Using support and resistance based on swing highs and swing lows, after several days trading in a range, I find the S/R levels get really cramped and I start deleting the old, stale levels that didn't generate any price interaction.

Sometimes I'll have 3 levels close together, within 20 pips, and it looks like they are all generating interaction. I keep thinking of these supply and demand zones. And in fact, the YTC PAT ebook says all S/R levels are zones really anyway and not just lines.

But having a strategy for a zone is not the same as having one for a line.

Generally speaking I wait for price to arrive at an S/R level and form a stall / consolidation range, generally 5 to 10 pips. Assuming I am confident about my bias for future trend direction, I'll try to get in at a good price in this range, the better the price the further the stop can be. Then hopefully soon price zooms off in my direction.

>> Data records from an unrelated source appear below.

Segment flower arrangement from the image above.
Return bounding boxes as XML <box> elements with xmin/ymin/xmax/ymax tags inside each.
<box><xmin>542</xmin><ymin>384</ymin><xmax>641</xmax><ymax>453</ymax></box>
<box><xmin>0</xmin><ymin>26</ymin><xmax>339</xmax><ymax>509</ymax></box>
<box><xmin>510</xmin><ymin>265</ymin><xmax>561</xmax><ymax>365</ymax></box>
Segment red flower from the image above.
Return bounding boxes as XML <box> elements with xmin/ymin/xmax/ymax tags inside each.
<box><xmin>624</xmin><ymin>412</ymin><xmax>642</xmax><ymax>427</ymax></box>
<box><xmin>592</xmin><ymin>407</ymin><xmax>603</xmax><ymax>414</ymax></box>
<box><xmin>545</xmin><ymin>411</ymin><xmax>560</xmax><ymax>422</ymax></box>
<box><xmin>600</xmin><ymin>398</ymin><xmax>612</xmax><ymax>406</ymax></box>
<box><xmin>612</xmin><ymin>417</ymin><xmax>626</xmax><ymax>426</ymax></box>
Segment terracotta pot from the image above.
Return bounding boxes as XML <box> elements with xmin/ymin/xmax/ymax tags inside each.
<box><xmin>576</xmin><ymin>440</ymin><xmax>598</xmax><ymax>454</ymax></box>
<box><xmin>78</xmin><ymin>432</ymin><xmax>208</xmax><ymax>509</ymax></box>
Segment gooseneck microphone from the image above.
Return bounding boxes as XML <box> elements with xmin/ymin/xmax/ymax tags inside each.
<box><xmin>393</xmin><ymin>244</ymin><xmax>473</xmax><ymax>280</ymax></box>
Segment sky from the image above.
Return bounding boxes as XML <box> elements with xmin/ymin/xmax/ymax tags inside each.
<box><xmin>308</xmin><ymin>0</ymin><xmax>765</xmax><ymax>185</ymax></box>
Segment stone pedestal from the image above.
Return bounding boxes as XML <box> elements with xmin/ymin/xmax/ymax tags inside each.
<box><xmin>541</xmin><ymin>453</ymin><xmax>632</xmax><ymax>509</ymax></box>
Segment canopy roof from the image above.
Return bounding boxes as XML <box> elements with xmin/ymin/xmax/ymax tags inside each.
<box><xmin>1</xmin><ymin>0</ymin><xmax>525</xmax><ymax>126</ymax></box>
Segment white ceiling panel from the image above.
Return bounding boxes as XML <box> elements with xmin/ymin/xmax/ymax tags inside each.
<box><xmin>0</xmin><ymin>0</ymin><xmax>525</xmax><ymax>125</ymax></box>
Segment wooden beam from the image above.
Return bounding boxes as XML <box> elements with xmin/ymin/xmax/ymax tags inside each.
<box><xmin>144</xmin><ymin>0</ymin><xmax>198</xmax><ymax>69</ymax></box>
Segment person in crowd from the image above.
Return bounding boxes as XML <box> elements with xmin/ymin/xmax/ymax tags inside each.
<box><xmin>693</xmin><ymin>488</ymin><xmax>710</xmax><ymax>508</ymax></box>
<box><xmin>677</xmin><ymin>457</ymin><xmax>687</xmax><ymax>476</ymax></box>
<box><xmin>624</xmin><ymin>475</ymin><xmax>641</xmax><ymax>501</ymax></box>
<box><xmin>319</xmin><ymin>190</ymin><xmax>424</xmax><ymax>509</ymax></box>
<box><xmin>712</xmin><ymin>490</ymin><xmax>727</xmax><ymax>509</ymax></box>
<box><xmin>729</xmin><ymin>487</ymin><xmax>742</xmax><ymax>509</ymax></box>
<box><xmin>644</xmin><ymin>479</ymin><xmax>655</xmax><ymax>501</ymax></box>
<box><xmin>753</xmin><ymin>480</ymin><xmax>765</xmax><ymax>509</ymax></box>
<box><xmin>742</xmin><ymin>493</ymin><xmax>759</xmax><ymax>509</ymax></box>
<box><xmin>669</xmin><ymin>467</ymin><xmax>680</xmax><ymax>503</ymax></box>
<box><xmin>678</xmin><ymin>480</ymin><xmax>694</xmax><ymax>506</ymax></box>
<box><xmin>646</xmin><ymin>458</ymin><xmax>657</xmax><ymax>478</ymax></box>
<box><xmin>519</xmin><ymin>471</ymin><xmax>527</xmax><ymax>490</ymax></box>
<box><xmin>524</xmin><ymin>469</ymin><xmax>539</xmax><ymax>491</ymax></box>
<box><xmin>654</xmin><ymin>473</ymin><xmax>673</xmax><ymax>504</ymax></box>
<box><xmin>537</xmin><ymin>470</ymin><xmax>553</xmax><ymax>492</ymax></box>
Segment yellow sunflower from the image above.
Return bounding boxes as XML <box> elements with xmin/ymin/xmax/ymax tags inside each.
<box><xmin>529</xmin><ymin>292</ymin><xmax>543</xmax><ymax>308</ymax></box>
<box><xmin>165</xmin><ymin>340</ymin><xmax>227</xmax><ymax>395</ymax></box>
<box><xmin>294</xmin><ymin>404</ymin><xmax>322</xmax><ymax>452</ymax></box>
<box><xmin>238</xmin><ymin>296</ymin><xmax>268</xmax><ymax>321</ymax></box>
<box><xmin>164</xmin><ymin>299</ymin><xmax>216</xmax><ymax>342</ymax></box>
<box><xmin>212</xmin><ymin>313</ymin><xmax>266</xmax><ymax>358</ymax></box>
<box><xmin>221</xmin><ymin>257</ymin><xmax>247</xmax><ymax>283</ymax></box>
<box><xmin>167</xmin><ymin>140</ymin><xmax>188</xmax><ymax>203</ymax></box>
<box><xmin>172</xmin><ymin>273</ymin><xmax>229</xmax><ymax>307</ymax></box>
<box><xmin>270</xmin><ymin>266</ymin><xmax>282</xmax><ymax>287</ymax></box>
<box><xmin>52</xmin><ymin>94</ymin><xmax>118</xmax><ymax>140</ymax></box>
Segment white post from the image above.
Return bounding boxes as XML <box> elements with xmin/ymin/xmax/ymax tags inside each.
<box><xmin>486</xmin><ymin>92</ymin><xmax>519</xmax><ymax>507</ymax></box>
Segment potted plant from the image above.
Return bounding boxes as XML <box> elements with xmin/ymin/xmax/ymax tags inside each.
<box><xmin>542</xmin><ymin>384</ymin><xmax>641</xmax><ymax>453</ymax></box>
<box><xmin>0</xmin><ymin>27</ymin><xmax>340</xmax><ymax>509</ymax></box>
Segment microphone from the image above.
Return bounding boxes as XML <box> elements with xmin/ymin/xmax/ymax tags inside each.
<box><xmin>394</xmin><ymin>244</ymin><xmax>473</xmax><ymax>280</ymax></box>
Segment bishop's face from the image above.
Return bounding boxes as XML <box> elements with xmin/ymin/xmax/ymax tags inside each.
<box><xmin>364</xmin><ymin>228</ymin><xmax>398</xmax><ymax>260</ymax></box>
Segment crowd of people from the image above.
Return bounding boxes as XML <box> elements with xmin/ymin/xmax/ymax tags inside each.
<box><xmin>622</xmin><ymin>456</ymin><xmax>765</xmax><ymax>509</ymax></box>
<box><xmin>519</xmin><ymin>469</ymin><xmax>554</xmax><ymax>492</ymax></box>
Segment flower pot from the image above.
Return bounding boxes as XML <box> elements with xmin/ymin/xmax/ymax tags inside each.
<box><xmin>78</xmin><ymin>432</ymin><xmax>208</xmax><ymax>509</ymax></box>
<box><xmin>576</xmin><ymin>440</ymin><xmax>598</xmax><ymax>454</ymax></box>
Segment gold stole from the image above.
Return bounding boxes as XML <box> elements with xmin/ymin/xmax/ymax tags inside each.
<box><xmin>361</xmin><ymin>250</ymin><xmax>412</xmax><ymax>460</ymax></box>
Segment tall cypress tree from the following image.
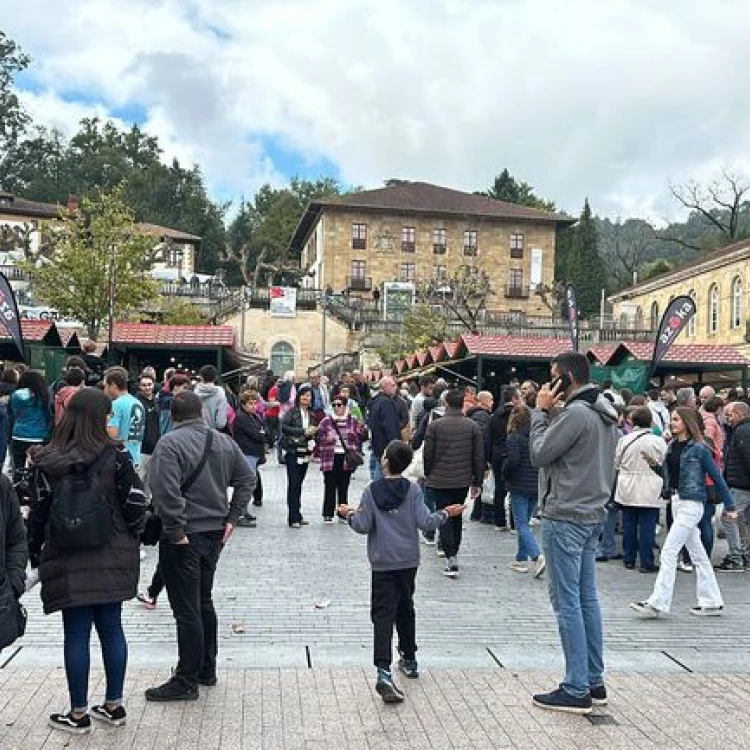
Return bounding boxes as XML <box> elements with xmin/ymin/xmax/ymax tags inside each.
<box><xmin>566</xmin><ymin>199</ymin><xmax>606</xmax><ymax>318</ymax></box>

Otherwise, I wait for a trigger, e.g. an up/down twins bar formation or a Jap candlestick pattern, and I'll enter when that's complete, or in the worst case if my bias is strong or the RR looks good, I'll put a stop break-out entry order in.

That's all clear to me when the S/R level is a line, but what do I do when it's a zone? It seems to introduce a whole new set of factors to consider. If price has almost penetrated the zone and is stalling at the far edge, then great - but what if it's not? Doesn't that make the whole trade lower probability, if price has to fight further to emerge the other side?